Before walking away he also decided he’d never return for the balance of the cash, that’d be too risky. He didn’t know from whence the duffle came, if the bills were marked or if someone would be looking for it. Maybe there’d be a transponder indicating the location of this stash and he wouldn’t want the transponder to lead to his apartment. Heck, ‘marked bills,’ he didn’t even know what that meant, just a term he heard in some movie. He was an office wonk, a guy who rocked a desk 40 hours per week. He wanted nothing to do with anyone who had anything to do with this bag ending up here.

He opened the duffle bag, removed another 16-20 bands and stuffed them deep into his backpack, closed the duffle, rubbed dirt on the zipper thinking it may jumble his fingerprints. He hastily returned to his hiking partner, having forgotten to take his ‘break,’ they hiked on. No mention of the find.

He had been feeling tired and worn-out, his knees and thighs aching for a rest. Understandable since this was a 12-mile hike with a 4,000-foot incline and 9,300-foot peak. He felt now only rejuvenation, plus a sense of being watched. The cash added only four pounds, but the increased volume made it an awkward load that now dug savagely into his shoulders. He liked the pain, though, and stubbornly showed no outward signs of physical discomfort.

They peaked, enjoyed the view, he ate a leisurely lunch of peanut butter and jelly sandwich, soda pop, apple, and several fistfuls of candy. The sugar would fuel his downhill and distract him from the anticipated painful knees, feet and ankles.

They hiked back to the parking lot and drove down the hill. He offered to pay for fuel and lunch including milk shakes! “Thanks for driving today, my treat as a show of appreciation.” At inception he had peeled off a few bills and put them into his pocket for easy access. The two parted ways until Monday morning’s meeting at work.
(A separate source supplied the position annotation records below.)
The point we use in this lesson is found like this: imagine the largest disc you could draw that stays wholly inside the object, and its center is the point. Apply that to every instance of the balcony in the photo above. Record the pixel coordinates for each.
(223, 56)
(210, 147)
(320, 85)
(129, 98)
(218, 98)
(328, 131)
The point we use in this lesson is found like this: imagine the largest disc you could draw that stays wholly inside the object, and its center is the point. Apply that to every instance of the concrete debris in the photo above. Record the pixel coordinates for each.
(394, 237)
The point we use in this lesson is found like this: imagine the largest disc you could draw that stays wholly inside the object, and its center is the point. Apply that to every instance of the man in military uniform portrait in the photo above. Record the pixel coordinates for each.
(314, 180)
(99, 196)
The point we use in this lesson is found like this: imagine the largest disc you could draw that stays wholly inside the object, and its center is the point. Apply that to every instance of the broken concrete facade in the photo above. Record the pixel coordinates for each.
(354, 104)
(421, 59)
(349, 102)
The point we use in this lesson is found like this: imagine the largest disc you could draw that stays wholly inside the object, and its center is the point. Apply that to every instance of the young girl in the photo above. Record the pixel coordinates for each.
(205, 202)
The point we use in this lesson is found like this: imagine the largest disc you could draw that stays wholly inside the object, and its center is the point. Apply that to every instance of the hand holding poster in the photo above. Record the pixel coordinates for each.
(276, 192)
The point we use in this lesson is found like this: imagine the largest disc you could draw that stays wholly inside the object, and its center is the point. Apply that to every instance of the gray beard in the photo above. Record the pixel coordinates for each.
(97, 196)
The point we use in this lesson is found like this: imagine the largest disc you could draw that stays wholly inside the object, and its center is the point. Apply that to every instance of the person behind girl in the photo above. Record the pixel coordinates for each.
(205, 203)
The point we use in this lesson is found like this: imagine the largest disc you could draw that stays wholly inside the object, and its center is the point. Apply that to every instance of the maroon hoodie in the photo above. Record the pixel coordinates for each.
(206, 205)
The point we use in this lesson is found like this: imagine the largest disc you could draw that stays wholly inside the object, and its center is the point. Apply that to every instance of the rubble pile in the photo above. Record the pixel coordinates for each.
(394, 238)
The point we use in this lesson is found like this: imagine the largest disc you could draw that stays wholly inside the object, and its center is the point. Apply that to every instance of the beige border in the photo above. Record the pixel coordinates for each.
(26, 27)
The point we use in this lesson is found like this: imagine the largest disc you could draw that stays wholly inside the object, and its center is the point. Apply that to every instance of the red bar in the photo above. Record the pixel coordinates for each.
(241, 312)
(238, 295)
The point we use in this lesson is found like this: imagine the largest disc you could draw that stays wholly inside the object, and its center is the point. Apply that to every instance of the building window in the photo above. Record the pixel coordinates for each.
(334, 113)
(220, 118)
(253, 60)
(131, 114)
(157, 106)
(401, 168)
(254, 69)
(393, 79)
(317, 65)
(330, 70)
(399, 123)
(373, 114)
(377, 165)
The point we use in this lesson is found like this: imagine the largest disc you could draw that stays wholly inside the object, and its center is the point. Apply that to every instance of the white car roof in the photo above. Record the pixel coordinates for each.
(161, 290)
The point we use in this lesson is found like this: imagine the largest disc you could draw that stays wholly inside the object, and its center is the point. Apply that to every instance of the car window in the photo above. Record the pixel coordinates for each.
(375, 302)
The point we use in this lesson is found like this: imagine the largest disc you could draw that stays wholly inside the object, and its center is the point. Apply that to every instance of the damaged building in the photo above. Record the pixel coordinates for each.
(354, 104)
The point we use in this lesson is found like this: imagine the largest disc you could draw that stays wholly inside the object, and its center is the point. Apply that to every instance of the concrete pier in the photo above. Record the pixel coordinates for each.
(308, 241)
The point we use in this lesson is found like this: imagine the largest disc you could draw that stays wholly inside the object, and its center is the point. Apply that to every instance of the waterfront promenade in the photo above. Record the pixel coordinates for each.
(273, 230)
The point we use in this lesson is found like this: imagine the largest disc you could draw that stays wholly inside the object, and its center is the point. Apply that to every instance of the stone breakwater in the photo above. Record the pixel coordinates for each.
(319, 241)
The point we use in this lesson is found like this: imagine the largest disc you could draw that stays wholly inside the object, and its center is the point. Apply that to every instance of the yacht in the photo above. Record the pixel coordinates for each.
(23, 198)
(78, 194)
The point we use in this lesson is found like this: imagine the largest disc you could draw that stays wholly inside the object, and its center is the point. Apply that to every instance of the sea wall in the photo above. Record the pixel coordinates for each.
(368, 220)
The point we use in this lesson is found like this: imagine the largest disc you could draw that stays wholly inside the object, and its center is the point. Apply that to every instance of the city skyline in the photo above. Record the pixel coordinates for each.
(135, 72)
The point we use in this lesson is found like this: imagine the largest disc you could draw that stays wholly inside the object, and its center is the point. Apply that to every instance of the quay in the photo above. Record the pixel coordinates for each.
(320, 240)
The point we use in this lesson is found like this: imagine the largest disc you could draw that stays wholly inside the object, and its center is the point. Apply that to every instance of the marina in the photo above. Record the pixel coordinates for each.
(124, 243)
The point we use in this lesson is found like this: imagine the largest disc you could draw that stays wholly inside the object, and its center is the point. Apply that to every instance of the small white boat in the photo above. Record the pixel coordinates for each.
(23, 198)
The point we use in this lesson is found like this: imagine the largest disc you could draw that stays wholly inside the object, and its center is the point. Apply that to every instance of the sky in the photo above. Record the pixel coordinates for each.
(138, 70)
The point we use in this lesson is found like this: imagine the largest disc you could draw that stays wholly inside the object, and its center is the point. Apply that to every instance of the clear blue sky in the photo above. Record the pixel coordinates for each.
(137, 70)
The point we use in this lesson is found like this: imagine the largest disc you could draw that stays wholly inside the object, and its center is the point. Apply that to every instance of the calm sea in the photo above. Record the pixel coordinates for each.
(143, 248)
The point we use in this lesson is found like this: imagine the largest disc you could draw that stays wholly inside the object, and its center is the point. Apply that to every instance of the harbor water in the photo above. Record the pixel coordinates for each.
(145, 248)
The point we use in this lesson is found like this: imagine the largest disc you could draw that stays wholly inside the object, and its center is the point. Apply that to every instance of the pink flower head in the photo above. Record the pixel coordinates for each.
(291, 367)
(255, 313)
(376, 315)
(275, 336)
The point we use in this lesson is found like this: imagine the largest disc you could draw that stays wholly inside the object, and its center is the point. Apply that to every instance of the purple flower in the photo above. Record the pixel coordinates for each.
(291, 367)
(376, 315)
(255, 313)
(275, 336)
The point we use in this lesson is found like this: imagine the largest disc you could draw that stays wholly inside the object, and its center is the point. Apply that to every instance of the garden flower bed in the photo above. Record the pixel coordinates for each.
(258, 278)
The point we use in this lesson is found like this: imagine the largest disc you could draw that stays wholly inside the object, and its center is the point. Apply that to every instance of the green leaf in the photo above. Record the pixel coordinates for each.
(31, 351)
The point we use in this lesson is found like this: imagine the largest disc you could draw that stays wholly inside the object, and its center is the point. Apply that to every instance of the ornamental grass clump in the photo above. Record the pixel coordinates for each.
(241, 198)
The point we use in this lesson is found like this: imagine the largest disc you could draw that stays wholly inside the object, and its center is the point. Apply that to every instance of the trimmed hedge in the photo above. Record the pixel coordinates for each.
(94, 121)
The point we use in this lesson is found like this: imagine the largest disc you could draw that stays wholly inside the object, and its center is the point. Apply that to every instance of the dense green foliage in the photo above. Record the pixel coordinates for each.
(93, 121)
He was delivered to his car in the public lot. Without taking another look inside his backpack he simply loaded it into the trunk of his car, changed shoes, pulled an unopened cold bottled water from the cooler and drove home. It had been a five-hour hike, a very profitable way to spend a sunny Saturday morning. He didn’t know where he was going to put this load of cash. He didn’t know what he was going to do with it. He knew only that he couldn’t simply roll into the bank for a deposit of $40,000 in cash. He’d have an hour’s drive home to come up with answers and an action plan by which the bills would be concealed and employed.